Most website owners prefer the latter approach, and I suspect most users do as well. PDFs in general are not much like web pages, and it does not seem logical that they should be viewed within a web browser. Generally when people are accessing a PDF, it’s because they want to download the document to their computer to be used offline or to print. It is illogical for these actions to take place in a web browser. Sure, savvy users can right-click (or on Mac, Ctrl-click) and select “Save linked file as…” or some such nonsense from the contextual menu. But a lot of Windows users don’t even know their mouse has a right button, a lot of Mac users have no idea that you can press keys and click the mouse button simultaneously to perform special actions, and a lot of both would be confused by this entire process.
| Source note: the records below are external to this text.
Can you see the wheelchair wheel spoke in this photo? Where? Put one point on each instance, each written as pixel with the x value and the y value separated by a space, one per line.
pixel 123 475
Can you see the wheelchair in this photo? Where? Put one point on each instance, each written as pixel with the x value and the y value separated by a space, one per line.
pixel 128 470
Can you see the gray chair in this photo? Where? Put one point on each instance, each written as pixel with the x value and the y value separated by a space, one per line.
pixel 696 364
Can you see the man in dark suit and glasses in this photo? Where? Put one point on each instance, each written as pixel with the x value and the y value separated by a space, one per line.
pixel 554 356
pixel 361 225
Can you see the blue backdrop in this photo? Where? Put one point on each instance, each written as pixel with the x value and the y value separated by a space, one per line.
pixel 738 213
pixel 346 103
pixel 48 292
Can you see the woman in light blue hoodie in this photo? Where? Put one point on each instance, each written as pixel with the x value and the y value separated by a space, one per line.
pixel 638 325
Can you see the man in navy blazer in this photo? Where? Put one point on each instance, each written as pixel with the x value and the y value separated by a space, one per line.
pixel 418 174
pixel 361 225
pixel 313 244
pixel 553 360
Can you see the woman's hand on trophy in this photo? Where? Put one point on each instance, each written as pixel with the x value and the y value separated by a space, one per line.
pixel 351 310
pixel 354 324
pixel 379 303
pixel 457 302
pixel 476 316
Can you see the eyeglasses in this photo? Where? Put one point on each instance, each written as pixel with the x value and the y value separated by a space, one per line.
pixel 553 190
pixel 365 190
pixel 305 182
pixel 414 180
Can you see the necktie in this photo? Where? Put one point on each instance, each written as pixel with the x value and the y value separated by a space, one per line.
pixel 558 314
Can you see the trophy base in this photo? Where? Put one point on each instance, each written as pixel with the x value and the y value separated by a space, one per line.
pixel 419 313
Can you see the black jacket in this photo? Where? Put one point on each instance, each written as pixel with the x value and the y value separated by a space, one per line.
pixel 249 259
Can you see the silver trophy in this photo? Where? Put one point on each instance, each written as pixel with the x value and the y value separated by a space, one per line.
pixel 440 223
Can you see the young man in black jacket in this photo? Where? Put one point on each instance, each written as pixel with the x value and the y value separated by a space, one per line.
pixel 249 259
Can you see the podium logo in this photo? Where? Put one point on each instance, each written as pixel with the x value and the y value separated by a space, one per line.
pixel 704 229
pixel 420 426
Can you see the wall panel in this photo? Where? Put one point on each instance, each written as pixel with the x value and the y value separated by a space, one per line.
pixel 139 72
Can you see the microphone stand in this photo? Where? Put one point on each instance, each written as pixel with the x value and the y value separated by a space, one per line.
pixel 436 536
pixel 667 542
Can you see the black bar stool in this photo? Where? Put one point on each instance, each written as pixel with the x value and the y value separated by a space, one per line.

So we come to the matter of web developers (such as myself) trying to find ways to force the web browser to download the file instead of loading it directly. A trick I have used often is to link not to the file directly, but to a special PHP script that reads the file into the server’s memory, changes various aspects of the response (such as the MIME type), and then streams the content out to the browser. This is especially useful when you want to restrict access to files, say only to logged-in users, or only to users who have entered a special passcode. The PHP script is perfect for that, because it allows you to execute some code before sending the file to the browser. It even lets you store your files in a directory on the server that web browsers cannot access directly, ensuring (more or less… this article isn’t about hacking) the security of your files.
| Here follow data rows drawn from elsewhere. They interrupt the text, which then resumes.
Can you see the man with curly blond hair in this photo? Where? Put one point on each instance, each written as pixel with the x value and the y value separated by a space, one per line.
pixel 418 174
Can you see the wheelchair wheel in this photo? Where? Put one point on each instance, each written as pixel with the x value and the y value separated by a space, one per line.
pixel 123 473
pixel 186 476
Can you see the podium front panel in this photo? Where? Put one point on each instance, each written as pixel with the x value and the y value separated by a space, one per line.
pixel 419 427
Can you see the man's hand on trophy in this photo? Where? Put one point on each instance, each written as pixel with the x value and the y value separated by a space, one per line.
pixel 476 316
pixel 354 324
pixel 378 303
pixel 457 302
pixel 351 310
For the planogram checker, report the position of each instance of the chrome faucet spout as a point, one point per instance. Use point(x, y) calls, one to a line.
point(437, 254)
But what if your files aren’t in a protected area? What if you don’t want to bother with the mucky-muck of the PHP wrapper — you just want to link directly to the (browser-accessible) file, but you still want to force the download? Well, if you’re using Apache, you’re in luck. I found this great explanation of a small block of code you need to add to your httpd.conf file to achieve the same effect.
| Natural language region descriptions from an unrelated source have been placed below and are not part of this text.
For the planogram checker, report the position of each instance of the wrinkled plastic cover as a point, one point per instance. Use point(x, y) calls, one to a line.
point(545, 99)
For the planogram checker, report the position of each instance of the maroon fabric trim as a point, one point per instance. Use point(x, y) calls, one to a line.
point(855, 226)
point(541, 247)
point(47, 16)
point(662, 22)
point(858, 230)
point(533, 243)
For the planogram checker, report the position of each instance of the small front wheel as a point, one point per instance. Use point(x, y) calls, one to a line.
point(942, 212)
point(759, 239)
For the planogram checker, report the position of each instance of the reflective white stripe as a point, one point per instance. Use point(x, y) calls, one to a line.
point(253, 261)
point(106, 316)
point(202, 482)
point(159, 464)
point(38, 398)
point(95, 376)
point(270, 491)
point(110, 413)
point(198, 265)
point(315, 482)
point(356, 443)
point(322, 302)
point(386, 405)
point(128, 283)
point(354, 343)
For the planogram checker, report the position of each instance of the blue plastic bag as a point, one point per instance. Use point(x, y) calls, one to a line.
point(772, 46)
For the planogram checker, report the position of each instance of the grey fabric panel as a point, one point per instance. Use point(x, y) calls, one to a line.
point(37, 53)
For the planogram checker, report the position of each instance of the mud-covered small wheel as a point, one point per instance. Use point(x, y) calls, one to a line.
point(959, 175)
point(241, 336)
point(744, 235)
Ultimately, what you want to do is change the MIME type of the response. Browsers that are inclined to load PDFs internally perform this magic by seeking out files that are sent with the application/pdf MIME type. But there’s a very handy, “generic” MIME type for binary files, which all browsers treat as files to be downloaded rather than displayed directly: application/octet-stream. It may sound like a group of 8 singers standing in a small river, but it really just means… a generic binary file.

Here’s the complete block of code to put into your httpd.conf file, or into the appropriate virtual host configuration, however it’s stored on your particular server. I placed the code just within the virtual host configuration for the client in question, so the change applies only to their site, and not to any others that are also running on the server:

<FilesMatch "\.(?i:pdf)$">
ForceType application/octet-stream
Header set Content-Disposition attachment
</FilesMatch>

If you’re not the server admin, you should also be able to put this in a .htaccess file in your site’s root directory, but I haven’t actually tested that to see if it works.